Overflow in C function strcpy()

Question

I'm programming in C language in Linux envirioment and I'm a confused aboute why segmentation fault does not occur in this code:

int main(){
 char buffer[4];
 char tmp="qqqqqqqqqqqqqqqqqqqqqqqq";
 char *r;
 r=strcpy(buffer,tmp);
 return 0;}

I use variable tmp more longer than buffer and despite it i can stamp buffer variable right without any error.
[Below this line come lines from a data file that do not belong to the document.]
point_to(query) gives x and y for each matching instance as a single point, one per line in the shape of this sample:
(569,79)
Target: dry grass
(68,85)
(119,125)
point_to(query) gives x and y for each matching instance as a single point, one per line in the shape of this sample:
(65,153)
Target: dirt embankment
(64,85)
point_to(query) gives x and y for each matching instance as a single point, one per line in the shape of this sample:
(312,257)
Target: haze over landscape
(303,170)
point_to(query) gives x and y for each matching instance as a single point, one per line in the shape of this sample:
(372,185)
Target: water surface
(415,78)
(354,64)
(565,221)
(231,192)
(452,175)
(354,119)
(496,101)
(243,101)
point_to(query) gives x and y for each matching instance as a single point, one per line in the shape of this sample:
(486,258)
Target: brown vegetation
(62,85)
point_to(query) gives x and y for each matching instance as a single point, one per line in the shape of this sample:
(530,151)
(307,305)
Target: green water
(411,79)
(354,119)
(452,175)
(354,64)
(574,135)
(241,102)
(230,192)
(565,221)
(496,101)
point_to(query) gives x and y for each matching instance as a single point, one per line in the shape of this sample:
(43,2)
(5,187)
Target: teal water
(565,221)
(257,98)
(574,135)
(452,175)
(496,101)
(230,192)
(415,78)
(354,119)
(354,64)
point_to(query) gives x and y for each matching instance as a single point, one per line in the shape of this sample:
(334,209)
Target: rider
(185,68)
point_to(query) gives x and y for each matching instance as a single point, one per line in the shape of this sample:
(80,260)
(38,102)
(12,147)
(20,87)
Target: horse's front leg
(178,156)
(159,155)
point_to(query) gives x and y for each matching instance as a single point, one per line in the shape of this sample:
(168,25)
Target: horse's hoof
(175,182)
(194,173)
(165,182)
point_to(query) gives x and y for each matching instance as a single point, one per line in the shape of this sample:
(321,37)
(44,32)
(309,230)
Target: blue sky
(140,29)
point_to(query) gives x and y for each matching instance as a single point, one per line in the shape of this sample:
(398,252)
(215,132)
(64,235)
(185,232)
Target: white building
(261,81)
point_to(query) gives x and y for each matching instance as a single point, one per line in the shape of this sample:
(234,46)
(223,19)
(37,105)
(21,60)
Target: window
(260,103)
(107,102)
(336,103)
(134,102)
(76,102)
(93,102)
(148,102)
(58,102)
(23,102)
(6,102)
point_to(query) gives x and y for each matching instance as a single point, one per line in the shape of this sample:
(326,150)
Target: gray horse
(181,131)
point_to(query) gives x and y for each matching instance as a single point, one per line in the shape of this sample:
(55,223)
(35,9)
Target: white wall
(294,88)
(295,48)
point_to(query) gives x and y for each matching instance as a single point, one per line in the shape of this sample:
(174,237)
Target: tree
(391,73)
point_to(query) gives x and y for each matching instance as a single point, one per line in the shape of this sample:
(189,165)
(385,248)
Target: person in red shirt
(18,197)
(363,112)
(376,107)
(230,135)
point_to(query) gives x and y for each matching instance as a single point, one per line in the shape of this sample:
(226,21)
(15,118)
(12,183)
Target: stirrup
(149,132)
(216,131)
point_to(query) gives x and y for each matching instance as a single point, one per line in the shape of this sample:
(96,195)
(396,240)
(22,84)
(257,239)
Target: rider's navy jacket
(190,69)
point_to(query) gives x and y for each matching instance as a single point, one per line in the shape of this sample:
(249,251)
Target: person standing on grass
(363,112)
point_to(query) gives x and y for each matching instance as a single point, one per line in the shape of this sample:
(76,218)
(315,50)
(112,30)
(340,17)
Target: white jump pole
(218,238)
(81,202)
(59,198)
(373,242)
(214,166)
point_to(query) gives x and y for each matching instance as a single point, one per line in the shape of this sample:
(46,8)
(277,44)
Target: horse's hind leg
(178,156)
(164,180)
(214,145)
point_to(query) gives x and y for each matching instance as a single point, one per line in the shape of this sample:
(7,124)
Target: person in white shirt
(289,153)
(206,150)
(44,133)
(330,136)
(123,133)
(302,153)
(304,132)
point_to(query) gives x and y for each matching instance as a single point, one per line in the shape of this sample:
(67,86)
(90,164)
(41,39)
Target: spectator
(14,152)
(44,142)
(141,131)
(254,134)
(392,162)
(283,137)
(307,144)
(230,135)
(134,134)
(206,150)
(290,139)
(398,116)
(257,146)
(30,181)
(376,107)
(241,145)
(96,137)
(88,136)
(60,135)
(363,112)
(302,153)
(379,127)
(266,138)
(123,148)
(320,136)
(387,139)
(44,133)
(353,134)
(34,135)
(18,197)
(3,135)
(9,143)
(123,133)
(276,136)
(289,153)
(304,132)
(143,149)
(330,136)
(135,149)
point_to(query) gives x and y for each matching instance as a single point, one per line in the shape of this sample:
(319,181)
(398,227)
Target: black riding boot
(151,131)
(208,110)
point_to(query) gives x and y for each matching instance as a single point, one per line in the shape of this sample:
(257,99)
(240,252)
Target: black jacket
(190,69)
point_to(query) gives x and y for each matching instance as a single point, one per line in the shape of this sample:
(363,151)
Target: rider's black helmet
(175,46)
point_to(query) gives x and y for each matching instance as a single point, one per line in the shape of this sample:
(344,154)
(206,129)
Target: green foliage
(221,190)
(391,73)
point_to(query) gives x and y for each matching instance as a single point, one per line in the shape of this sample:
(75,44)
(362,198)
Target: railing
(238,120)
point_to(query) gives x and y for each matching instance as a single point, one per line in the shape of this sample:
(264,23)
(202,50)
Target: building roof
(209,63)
Furthermore I don't undestrand why in this case:

int main(){
 static char buffer[4];
 int i=0;
 while(i<5){
    (*(buffer+i)='a');
      i++;}
 return 0;}

the segmentation fault occur only if I does not declare buffer static.

Thank you in advance.

UB doesn't mean you'll get a SegFault, see [this answer](http://stackoverflow.com/a/14382131/3426025) — BeyelerStudios, Oct 14 '16 at 09:51
`char tmp="qqqqqqqqqqqqqqqqqqqqqqqq";` is wrong: you're assigning a `const char *` to `char`, don't ignore compiler warnings — Elias Van Ootegem, Oct 14 '16 at 09:52
`while(i<5){` is also wrong, `buffer` is of type `char[4]`, which means valid indexes are 0 through 3. — Elias Van Ootegem, Oct 14 '16 at 09:53
There's no guarantee that you'll automatically generate a segfault if you overrun buffer; that's why buffer overrun attacks work :-(. The answer varies on platform a bit, but basically the type of variable (static or no, function-local, malloc()ed) changes where it gets stuffed in memory, which may be looser or tighter depending on hardware assist (e.g. NC), stack-smashing protection, and other factors. In short: don't count on memory protection to save you from all forms of stupid :-/ — BJ Black, Oct 14 '16 at 09:58
Does the first example even compile? Calling `strcpy(buffer, tmp)` should produce a compiler error since `tmp` is declared as a `char` and not a `char*`. — nonsensickle, Oct 14 '16 at 10:03

score 8 · Answer 1 · answered Oct 14 '16 at 10:06

In the first case, buffer is large enough to hold 4 chars, generally that means it can hold 3 characeters + 1 nul-char. strcpy does not allow you to protect against overflows, whereas strncpy does. It's a simple matter of writing:

const char *tmp = "your string"; // const char *, not char
char buffer[4];
strncpy(buffer, tmp, (sizeof buffer) - 1); // sizeof char array == number of characters buffer can store
buffer[3] = '\0';//add terminating nul char

In the second case, the biggest issue is that your while loop is accessing an index that is out of bounds (i<5 means the last iteration will have i == 4). Arrays are zero-indexed, so the last valid index for buffer is 3. Change the loop to:

while(i<3) {
    buffer[i++] = 'a';
}
buffer[i] = '\0';

You can do away with the nul char by initializing buffer correctly:

char buffer[4] = "";

So I'd probably write something like this:

int main ( void )
{
    const char *tmp = "some long string";
    char buffer[4] = "";
    strncpy(buffer, tmp, (sizeof buffer) - 1);
    return 0;
}

score 3 · Answer 2 · answered Oct 14 '16 at 09:53

C gives you the ability to shoot yourself in the foot.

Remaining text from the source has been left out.